Una noche llegaron antes que ella. No hay nada más ansioso que un secreto que perdió la vergüenza. La esperaron hasta el amanecer pero la mujer que hacía todo sola no apareció.

Un diagnóstico letal adelantó que no saldría viva de ese hospital. Leticia, que ya no podía hacer nada sola, le rogó a su sobrino lo siguiente:

-Por favor, no vendas esa casa. Está llena de secretos. Y no me saqués el maquillaje porque si llegan a visitarme no me van a reconocer.

Ni enfermeras. Ni médicos. Ni sobrino estuvieron en ese momento. Leticia volvió a ser por unos segundos la mujer que hacía todo sola. Hasta morirse.

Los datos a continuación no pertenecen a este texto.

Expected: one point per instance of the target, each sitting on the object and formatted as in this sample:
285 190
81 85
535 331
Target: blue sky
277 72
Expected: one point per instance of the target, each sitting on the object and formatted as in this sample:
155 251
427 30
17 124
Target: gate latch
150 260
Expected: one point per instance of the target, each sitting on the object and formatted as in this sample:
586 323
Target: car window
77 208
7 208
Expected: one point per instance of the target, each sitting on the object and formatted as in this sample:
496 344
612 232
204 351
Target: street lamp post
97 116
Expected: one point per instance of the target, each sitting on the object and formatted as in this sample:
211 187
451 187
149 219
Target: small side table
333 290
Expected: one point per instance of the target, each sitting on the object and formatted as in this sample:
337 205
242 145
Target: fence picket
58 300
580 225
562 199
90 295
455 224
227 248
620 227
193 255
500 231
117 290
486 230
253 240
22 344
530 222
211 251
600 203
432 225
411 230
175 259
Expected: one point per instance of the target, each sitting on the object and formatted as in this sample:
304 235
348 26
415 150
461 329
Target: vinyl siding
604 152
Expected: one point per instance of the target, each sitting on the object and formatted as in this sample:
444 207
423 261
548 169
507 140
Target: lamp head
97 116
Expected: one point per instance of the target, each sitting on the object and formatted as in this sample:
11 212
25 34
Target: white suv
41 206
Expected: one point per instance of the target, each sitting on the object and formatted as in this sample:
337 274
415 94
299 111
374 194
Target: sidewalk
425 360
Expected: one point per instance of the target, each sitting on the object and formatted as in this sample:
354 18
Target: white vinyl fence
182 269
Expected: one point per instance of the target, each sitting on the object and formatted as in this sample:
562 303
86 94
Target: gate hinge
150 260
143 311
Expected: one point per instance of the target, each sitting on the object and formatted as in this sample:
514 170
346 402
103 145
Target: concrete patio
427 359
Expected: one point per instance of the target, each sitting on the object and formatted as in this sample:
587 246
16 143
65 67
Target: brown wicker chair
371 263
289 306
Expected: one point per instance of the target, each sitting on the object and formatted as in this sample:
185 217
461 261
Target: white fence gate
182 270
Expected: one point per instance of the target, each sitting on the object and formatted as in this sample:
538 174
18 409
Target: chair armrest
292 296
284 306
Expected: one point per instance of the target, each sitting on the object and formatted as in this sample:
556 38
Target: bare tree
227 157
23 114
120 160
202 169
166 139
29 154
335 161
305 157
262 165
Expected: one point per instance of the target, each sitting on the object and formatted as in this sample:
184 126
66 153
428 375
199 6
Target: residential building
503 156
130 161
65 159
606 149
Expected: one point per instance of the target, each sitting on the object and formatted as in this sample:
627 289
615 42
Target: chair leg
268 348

El sobrino vendió la casa y le sacó el maquillaje, sin medir las consecuencias que eso tendría para los secretos. Al ver que seres extraños se tomaban todo el vino tibio como si fuera de ellos, entendieron que una tragedia había sucedido. Y que ese ya no era su hogar. Solo una casa.

Desamparados, esperaron a la mujer que hacía todo sola, pero sin suerte. Leticia, la colombina pintada como una bomba atómica había estallado para siempre.

Asumieron que ya nadie los quería con vida. Y decidieron morirse. Un secreto muerto no es más que un chisme en situación de calle. Ya sin secretos y sin Leticia, el barrio se llenó de puras habladurías. Y como la vida siguió tan binaria como siempre ni se dieron cuenta que cuatro ojos no siempre ven mejor que dos.